- Born: Dorothy McElroy December 8, 1916 Baldwyn, Mississippi, US
- Died: December 21, 1991 (aged 75) Naples, Florida
- Occupation: Secretary to the Democratic National Committee
- Years active: 1944–1988
- Spouse(s): Peter Vredenburgh (1940–1956) John W. Bush (1962–1991)

= Dorothy Vredenburgh Bush =

American political activist (1916–1991)

Dorothy McElroy Vredenburgh Bush (December 8, 1916 – December 21, 1991) was an American political activist. She was the secretary of the Democratic National Committee from 1944 to 1988. She also became the vice-president of the Young Democratic Clubs of America in 1943, being the first woman to hold that position.
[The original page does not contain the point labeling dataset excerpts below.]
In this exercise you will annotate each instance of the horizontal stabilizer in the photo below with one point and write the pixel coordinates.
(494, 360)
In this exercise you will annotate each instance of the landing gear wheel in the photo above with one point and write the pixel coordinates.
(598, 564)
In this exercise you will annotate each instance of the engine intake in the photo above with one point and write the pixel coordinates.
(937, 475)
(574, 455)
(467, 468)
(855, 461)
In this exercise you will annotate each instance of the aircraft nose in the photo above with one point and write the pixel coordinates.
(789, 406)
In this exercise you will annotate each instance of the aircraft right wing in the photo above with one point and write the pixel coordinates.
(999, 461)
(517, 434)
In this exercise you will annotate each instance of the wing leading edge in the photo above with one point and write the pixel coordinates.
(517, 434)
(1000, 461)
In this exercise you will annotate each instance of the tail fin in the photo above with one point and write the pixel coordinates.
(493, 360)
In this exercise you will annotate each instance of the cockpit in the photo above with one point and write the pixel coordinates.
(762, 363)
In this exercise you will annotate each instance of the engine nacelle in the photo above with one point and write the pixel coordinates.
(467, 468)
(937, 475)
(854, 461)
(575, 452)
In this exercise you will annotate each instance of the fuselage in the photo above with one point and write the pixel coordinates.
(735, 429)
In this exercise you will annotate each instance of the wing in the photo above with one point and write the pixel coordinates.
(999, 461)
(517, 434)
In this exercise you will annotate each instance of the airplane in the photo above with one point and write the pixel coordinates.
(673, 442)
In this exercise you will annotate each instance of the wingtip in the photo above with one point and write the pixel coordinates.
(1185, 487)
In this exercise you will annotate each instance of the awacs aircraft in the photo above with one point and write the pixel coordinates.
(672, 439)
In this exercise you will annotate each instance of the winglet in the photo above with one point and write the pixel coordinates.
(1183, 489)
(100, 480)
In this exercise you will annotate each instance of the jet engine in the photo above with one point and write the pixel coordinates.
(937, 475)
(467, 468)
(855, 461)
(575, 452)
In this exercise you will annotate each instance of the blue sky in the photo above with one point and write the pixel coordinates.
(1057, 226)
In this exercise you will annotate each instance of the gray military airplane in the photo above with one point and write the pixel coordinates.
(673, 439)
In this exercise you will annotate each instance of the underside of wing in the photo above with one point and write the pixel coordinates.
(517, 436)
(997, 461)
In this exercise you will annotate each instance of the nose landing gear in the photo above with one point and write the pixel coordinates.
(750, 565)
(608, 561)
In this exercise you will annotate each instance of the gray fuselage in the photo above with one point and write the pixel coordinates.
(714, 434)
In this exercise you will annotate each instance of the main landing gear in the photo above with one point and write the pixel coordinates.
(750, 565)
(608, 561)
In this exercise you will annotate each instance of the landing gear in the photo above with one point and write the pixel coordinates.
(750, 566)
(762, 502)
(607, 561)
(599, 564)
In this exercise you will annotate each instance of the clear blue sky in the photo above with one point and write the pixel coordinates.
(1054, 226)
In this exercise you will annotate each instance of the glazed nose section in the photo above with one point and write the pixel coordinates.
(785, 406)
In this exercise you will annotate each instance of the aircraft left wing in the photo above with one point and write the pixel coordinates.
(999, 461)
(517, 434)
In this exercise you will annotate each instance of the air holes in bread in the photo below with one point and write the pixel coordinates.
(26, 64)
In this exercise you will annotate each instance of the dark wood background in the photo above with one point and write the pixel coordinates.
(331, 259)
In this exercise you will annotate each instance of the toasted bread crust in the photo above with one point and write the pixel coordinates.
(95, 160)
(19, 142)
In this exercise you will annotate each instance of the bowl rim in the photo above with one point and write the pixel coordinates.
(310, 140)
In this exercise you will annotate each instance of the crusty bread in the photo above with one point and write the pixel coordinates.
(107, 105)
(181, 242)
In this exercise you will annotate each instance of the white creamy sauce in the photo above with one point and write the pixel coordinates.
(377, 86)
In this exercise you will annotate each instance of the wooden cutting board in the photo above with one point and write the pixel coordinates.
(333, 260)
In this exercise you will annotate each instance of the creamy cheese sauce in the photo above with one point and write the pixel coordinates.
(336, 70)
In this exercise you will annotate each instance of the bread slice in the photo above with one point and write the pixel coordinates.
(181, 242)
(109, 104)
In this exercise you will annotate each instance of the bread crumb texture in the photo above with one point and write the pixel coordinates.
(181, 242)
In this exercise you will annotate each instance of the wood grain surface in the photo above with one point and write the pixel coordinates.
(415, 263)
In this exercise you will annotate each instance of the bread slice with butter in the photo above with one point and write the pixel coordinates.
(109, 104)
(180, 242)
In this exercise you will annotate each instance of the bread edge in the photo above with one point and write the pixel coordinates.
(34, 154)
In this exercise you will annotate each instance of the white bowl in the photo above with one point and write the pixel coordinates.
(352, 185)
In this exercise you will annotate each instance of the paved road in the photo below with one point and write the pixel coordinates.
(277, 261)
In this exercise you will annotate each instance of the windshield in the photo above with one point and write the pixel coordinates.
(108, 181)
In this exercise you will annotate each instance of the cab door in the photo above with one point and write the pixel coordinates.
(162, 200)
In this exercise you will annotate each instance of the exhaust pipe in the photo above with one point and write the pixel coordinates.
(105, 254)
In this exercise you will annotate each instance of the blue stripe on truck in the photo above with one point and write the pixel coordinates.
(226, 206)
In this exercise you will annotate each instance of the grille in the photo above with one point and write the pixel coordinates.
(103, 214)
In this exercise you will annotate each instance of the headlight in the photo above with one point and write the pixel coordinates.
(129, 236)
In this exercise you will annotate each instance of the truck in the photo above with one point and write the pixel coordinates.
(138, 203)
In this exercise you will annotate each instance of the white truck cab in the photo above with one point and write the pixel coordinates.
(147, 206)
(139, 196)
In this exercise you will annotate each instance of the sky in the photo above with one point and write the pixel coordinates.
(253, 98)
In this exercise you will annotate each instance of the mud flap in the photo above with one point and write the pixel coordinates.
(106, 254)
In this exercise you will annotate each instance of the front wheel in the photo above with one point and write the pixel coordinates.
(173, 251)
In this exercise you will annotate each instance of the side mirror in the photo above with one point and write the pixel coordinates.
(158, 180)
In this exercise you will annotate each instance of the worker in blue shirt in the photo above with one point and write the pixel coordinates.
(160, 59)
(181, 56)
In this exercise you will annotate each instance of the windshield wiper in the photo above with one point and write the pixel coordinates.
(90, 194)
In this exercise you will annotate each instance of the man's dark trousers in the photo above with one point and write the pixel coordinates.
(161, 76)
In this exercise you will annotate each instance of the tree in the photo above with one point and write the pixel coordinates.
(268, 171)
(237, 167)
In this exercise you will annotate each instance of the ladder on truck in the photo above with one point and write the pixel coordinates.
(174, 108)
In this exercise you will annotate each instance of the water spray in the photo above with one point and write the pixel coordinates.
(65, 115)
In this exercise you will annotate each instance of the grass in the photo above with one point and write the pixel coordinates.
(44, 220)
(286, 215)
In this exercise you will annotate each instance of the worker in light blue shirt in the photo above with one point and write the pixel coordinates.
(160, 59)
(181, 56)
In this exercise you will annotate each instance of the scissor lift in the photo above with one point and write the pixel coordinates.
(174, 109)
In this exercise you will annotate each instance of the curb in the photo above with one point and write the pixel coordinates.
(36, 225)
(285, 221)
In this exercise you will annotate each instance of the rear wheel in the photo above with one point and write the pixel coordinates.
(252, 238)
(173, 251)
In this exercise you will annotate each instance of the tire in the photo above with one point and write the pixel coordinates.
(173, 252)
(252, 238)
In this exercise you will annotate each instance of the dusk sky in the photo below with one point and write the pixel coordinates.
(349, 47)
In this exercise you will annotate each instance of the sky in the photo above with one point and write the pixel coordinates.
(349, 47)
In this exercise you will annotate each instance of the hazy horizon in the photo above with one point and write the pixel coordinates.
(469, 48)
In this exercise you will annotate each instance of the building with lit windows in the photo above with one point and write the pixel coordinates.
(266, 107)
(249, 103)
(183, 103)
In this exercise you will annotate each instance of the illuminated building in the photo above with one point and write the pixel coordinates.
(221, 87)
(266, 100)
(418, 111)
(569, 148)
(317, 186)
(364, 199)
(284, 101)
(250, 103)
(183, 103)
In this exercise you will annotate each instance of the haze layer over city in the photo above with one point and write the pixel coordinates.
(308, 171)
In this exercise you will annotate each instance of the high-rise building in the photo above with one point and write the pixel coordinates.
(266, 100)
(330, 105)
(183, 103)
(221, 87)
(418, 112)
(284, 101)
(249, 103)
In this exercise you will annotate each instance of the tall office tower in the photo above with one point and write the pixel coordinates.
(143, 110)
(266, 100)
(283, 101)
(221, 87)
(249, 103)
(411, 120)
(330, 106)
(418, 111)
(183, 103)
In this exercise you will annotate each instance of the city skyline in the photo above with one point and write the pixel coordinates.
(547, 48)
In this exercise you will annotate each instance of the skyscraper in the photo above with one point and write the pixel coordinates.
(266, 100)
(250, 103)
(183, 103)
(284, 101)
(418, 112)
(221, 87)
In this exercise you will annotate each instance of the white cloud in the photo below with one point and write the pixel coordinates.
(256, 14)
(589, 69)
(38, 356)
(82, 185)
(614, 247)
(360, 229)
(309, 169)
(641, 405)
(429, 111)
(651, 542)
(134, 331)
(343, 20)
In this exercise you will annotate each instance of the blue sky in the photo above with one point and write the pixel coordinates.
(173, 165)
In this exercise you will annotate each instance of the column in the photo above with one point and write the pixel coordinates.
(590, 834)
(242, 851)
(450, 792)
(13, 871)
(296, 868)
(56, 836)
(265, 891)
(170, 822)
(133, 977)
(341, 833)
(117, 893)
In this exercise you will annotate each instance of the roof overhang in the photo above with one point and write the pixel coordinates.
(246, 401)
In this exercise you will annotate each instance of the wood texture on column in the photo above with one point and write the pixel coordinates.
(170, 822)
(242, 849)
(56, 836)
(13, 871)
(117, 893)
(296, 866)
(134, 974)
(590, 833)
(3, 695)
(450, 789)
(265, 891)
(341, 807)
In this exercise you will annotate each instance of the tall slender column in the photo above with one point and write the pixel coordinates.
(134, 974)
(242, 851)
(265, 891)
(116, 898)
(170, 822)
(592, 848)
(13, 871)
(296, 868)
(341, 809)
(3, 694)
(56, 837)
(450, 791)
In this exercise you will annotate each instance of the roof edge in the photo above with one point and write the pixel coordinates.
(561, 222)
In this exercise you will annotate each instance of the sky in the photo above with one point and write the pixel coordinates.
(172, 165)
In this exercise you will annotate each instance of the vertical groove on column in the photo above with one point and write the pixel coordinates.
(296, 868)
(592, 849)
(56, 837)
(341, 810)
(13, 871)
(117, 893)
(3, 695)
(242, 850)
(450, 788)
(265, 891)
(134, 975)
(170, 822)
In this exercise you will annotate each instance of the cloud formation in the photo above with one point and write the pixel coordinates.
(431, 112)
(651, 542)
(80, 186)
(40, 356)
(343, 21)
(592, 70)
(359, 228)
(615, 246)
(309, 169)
==Early life and education==
Dorothy McElroy was born on December 8, 1916, in Baldwyn, Mississippi, to Will Lee McElroy, a postmaster, and Lany McElroy (née Holland). She had two older sisters. Her family moved to Columbus, Mississippi, when she was in eighth grade to enable the girls to attend the Mississippi State College for Women. Dorothy graduated from a Columbus high school in 1933 and went on to earn her B.S. in secretarial studies at Mississippi State College for Women in 1937. In the summer of 1935, she also attended George Washington University in Washington, D.C. After receiving her degree, she worked for the Tennessee Coal, Iron and Railroad Company in its Birmingham office for three years.

==Political activism==
In 1941, she was elected national committeewoman for the Alabama Young Democrats. Later that same year she was elected assistant secretary for that organization. In 1943, she was elected to the vice-presidency of the Young Democratic Clubs of America. She was the first woman to hold that position, at age 27.

In 1944, she was named secretary to the Democratic National Committee and, in that capacity, called roll at twelve successive Democratic National Conventions, from 1944 to 1988. She was the first woman and youngest person to hold that position. She was well known for her exaggerated Southern pronunciation of "Alabama" the first state in the roll call, except for roll calls at the 1972 Democratic National Convention.

==Personal life==
McElroy married her first husband, Peter Vredenburgh, on December 27, 1940; they had met when he came to Birmingham to attend the funeral of Speaker Will Bankhead. Peter Vredenburgh died in 1956. In 1962, Dorothy remarried to John W. Bush, who was at the time a member of the Interstate Commerce Commission.

She died of lung cancer on December 21, 1991, in Naples, Florida.